Since the first discovery of severe fever with thrombocytopenia syndrome virus (SFTSV) in China in 2009, SFTSV has rapidly spread through other Asian countries, including Japan, Korea, Vietnam and Pakistan, in chronological order. Taiwan reported its first discovery of SFTSV in sheep and humans in 2020. However, the prevalence of SFTSV in domestic and wildlife animals and the geographic distribution of the virus within the island remain unknown. A total of 1324 animal samples, including 803 domestic ruminants, 521 wildlife animals and 47 tick pools, were collected from March 2021 to December 2022 from 12 counties and one terrestrial island. The viral RNA was detected by a one-step real-time reverse transcription polymerase chain reaction (RT-PCR). Overall, 29.9% (240/803) of ruminants showed positive SFTSV RNA. Sheep had the highest viral RNA prevalence of 60% (30/50), followed by beef cattle at 28.4% (44/155), goats at 28.3% (47/166), and dairy cows at 27.5% (119/432). The bovine as a total of dairy cow and beef cattle was 27.8% (163/587). The viral RNA prevalence in ticks (predominantly Rhipicephalus microplus) was similar to those of ruminants at 27.7% (13/47), but wild animals exhibited a much lower prevalence at 1.3% (7/521). Geographically the distribution of positivity was quite even, being 33%, 29.1%, 27.5% and 37.5% for northern, central, southern and eastern Taiwan, respectively. Statistically, the positive rate of beef cattle in the central region (55.6%) and dairy cattle in the eastern region (40.6%) were significantly higher than the other regions; and the prevalence in Autumn (September-November) was significantly higher than in the other seasons (p < 0.001). The nationwide study herein revealed for the first time the wide distribution and high prevalence of SFTSV in both domestic animals and ticks in Taiwan. Considering the high mortality rate in humans, surveillance of other animal species, particularly those in close contact with humans, and instigation of protective measures for farmers, veterinarians, and especially older populations visiting or living near farms or rural areas should be prioritized.

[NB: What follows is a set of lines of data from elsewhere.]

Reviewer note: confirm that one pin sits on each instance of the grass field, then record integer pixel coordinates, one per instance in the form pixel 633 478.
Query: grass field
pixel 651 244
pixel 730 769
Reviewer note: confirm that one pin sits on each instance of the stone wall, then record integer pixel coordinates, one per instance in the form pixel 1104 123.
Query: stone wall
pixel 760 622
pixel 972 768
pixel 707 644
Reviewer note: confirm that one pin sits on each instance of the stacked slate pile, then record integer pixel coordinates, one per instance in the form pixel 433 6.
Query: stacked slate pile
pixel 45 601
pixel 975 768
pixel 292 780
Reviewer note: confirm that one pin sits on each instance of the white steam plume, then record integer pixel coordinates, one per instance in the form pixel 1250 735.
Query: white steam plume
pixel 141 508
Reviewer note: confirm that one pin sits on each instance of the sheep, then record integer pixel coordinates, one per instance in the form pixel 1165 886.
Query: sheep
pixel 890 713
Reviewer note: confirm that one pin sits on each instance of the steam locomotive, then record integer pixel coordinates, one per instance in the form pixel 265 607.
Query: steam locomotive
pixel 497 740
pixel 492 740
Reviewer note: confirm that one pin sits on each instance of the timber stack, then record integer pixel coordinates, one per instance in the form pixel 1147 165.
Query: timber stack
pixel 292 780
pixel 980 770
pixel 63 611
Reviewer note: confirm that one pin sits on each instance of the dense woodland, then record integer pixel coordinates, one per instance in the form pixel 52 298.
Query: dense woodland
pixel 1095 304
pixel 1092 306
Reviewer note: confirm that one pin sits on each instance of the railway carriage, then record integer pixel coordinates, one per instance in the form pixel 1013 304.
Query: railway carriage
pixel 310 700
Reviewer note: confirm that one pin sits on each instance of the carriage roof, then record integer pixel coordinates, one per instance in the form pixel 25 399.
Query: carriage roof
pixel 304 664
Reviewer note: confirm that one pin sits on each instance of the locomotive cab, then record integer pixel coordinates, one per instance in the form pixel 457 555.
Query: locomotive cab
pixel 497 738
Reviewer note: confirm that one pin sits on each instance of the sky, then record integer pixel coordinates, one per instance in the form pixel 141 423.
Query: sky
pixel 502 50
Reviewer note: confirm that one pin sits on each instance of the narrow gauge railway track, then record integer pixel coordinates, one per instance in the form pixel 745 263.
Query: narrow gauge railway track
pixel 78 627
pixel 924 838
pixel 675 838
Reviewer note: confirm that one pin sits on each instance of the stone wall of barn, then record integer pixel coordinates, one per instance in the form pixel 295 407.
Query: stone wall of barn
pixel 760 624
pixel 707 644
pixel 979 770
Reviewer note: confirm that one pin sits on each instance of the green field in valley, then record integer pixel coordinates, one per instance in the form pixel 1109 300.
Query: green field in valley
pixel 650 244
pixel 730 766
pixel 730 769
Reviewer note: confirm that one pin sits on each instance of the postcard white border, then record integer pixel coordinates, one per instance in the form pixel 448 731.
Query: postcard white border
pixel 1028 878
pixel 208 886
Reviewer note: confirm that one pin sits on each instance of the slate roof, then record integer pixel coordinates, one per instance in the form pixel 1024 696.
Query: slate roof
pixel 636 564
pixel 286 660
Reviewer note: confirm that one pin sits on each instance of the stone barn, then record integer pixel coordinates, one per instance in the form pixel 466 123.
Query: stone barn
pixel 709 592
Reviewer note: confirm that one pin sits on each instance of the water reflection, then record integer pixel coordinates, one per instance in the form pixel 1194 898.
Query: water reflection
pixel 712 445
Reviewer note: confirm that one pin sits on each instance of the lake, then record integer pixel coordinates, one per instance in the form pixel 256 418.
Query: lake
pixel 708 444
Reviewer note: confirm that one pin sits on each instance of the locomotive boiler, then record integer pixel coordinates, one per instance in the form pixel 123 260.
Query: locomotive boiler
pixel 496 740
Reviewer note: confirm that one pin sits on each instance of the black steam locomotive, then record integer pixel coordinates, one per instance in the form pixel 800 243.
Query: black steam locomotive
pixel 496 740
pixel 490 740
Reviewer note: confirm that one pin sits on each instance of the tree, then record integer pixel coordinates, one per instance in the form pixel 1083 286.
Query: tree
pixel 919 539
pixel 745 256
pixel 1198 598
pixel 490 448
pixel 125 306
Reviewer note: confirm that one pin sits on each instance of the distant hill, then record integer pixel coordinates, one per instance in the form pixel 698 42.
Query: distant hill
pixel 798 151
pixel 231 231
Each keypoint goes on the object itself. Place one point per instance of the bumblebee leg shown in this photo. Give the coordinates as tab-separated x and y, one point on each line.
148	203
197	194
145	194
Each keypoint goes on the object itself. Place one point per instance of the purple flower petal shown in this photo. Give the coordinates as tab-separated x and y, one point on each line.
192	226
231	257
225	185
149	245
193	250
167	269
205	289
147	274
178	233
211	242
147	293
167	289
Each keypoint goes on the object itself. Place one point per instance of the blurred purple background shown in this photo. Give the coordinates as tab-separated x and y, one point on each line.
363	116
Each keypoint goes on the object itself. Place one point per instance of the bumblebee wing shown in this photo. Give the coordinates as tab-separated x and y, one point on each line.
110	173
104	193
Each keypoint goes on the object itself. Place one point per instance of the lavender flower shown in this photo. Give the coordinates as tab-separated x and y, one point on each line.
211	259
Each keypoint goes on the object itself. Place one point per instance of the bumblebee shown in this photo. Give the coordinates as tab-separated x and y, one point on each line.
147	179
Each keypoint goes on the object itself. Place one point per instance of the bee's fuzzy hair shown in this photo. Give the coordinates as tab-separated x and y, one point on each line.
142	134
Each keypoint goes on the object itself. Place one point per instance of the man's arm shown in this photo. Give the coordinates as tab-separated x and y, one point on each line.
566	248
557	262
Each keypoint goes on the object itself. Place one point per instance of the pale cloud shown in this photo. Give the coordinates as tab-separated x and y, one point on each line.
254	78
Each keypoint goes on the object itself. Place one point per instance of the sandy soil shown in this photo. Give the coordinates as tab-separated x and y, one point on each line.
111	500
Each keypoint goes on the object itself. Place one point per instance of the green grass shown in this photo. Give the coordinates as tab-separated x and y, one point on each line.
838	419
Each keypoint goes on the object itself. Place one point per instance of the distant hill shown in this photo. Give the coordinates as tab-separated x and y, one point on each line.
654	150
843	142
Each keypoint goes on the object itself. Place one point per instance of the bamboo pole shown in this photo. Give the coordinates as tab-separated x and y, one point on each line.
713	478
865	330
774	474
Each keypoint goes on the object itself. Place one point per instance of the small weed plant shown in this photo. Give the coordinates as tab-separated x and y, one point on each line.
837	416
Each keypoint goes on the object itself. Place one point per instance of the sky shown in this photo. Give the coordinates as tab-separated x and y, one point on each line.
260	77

Lethal Disease in Dogs Naturally Infected with Severe Fever with Thrombocytopenia Syndrome Virus

Severe fever with the thrombocytopenia syndrome virus (SFTSV) causes fatal disease in humans, cats, and cheetahs. In this study, the information on seven dogs with SFTS was summarized. All dogs showed anorexia, high fever, leukopenia, and thrombocytopenia, two dogs showed vomiting and loose stool, and five dogs had tick parasites. All dogs also had a history of outdoor activity. The SFTSV gene was detected in all dogs. Remarkably, three dogs (43%) died. SFTSV was isolated from six dogs and the complete genomes were determined. A significant increase in anti-SFTSV-IgG antibodies was observed in two dogs after recovery, and anti-SFTSV-IgM antibodies were detected in four dogs in the acute phase. Using an ELISA cut-off value of 0.410 to discriminate between SFTSV-negative and positive dogs, the detection of anti-SFTSV-IgM antibodies was useful for the diagnosis of dogs with acute-phase SFTS. Four out of the ninety-eight SFTSV-negative dogs possessed high anti-SFTSV IgG antibody titers, indicating that some dogs can recover from SFTSV infection. In conclusion, SFTSV is lethal in some dogs, but many dogs recover from SFTSV infection.

Risk assessment of infection with severe fever with thrombocytopenia syndrome virus based on a 10-year serosurveillance in Yamaguchi Prefecture

In Japan, the first patient with severe fever with thrombocytopenia syndrome was reported in Yamaguchi in 2012. To understand the severe fever with thrombocytopenia syndrome virus (SFTSV) infection in this region, a retrospective surveillance in sika deer and wild boars in Yamaguchi was conducted using a virus-neutralizing (VN) test. The result revealed that 510 of the 789 sika deer and 199 of the 517 wild boars were positive for anti-SFTSV antibodies. Interestingly, seroprevalence in sika deer increased significantly from 2010–2013 to 2015–2020. The SFTSV gene was detected in one of the 229 serum samples collected from sika deer, but not from wild boars. In conclusion, SFTSV had spread among wild animals before 2012 and expanded gradually around 2013–2015 in Yamaguchi.